Keratoconjunctivitis sicca in dogs

02 February 2020
9 mins read
Volume 11 · Issue 1

Abstract

This article discusses keratoconjunctivitis sicca (KCS), factors that may contribute towards KCS and how we might treat/manage it. KCS is often characterised by uncomfortable eyes accompanied with mucopurulent discharge and a general dry appearance to the cornea. Often these patients present to the veterinary practice with secondary complications such as corneal ulcers and infections. In this instance it may be difficult to get a diagnosis of KCS, however this article will discuss some pre-disposing factors, and this information along with patient history may help towards deciding treatment options. KCS can be difficult to manage if the patient is not cooperative and so this article will touch on cyclosporin implants which can be a median-term alternative to administering eye drops. Cyclosporin implants are commonly used in veterinary equine practice, however they can be similarly used for small animal patients and can provide much relief for pets and owners!
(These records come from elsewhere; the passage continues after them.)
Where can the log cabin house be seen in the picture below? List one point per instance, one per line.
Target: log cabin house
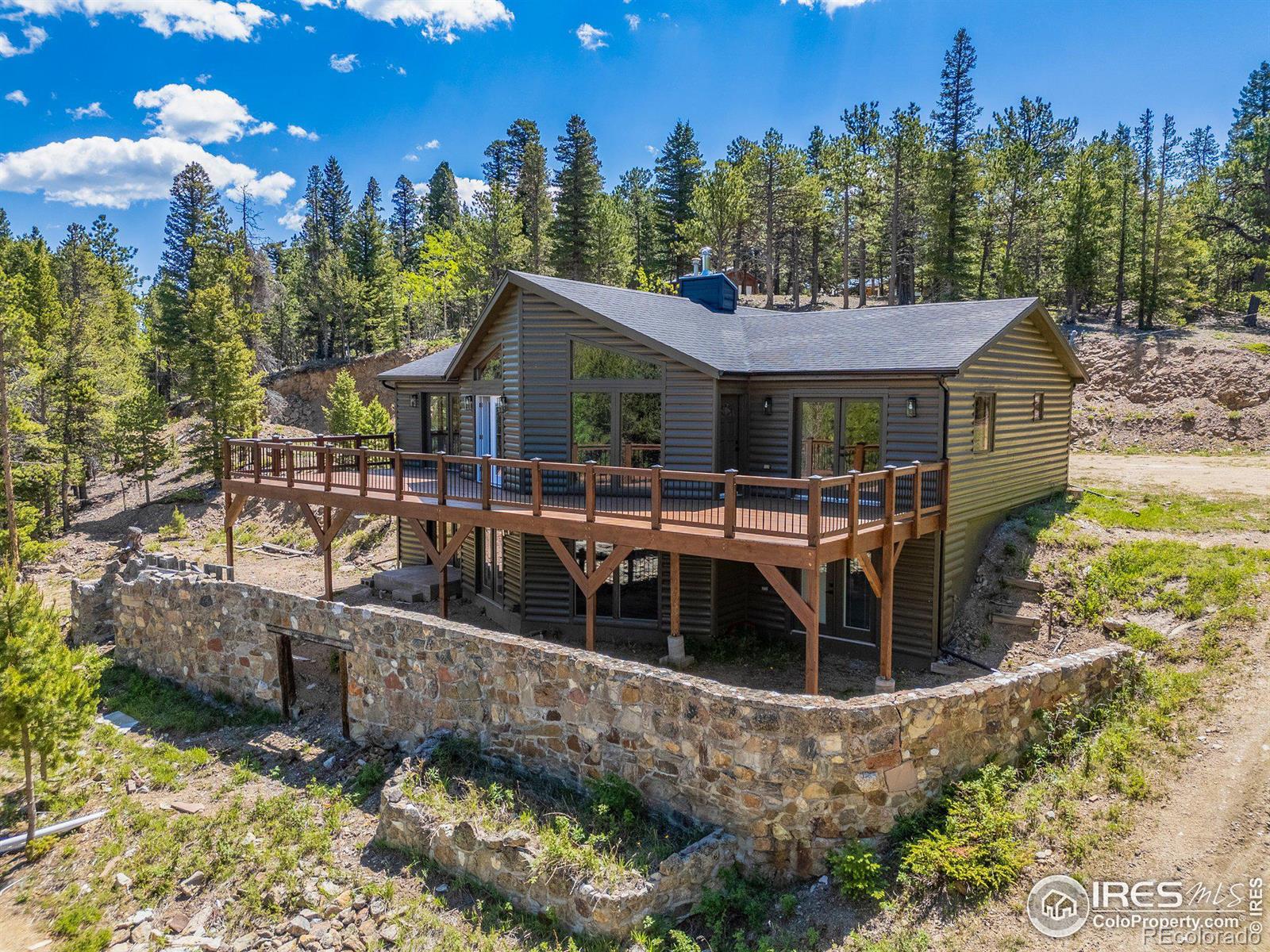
(611, 463)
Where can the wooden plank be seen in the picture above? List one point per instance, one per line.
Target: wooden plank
(789, 594)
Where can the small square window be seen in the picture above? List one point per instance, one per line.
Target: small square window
(984, 423)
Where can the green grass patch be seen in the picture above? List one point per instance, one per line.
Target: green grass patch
(1165, 574)
(163, 706)
(1172, 512)
(605, 835)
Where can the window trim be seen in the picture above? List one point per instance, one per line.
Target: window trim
(991, 423)
(647, 384)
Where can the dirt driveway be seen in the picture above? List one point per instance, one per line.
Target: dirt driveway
(1202, 475)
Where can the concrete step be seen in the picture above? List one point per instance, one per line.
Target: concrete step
(1026, 584)
(1015, 621)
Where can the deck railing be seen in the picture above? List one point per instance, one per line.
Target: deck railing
(814, 509)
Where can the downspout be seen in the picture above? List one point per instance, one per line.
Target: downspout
(939, 587)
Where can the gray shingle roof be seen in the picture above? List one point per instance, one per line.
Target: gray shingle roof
(937, 338)
(433, 365)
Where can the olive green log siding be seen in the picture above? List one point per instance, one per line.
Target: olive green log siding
(1029, 460)
(770, 442)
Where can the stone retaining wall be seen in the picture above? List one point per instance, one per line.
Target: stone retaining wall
(791, 776)
(508, 862)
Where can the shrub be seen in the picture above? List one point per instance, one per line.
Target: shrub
(968, 842)
(856, 869)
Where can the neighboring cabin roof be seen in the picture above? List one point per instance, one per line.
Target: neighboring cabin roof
(937, 338)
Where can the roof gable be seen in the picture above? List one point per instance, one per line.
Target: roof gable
(933, 338)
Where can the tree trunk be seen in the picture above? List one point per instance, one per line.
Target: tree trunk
(864, 281)
(1119, 264)
(846, 244)
(10, 509)
(31, 786)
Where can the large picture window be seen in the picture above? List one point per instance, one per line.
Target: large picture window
(591, 362)
(442, 423)
(632, 593)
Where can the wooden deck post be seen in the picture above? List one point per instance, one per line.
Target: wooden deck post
(325, 555)
(591, 569)
(442, 571)
(229, 532)
(812, 651)
(675, 654)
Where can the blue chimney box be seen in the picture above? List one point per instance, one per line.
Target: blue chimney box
(714, 290)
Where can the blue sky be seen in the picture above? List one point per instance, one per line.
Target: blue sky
(234, 83)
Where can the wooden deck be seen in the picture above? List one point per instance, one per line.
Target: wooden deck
(772, 522)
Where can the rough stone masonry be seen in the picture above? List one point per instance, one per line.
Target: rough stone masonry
(789, 776)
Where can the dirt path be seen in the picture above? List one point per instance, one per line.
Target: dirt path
(1202, 475)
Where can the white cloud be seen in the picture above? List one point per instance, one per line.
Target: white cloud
(202, 19)
(179, 111)
(117, 171)
(35, 37)
(441, 19)
(343, 63)
(591, 37)
(294, 217)
(93, 111)
(829, 6)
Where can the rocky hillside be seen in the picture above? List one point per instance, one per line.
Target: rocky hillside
(1194, 389)
(295, 397)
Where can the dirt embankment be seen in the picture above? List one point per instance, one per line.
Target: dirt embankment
(296, 397)
(1195, 389)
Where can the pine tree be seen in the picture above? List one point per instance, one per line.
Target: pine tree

Keratoconjunctivitis sicca (KCS), or dry eye, is an ocular condition commonly diagnosed in dogs, and less commonly in other species. KCS results most often from an inadequate quantity of tears or a deficient quality of tears. Tears are produced by the lacrimal or tear gland, and the gland of the third eyelid. Tears are needed to provide lubrication and nutrition to the cornea, as well as remove debris and/or infectious agents from the eye (Haeussler and Korb, 2018).

The aim of this article is to provide detailed information on contributing factors and treatment options. A glossary containing ophthalmology terms is provided (Table 1).

There are several known causes of KCS in dogs, including: immune-mediated, congenital, metabolic, infectious, drug-induced, neurogenic, radiation, iatrogenic, and idiopathic (Dodi, 2015).

Clinical signs of KCS depend on the severity of the condition. Recurrent conjunctivitis with a mucopurulent discharge and dull, lacklustre cornea are usual. Progression leads to conjunctival thickening, corneal vascularisation and pigmentation and sometimes severe ulceration (Turner, 2005). The patient may be rubbing at the eye(s), holding the eye(s) completely shut or have some degree of blepharospasm (Figure 1).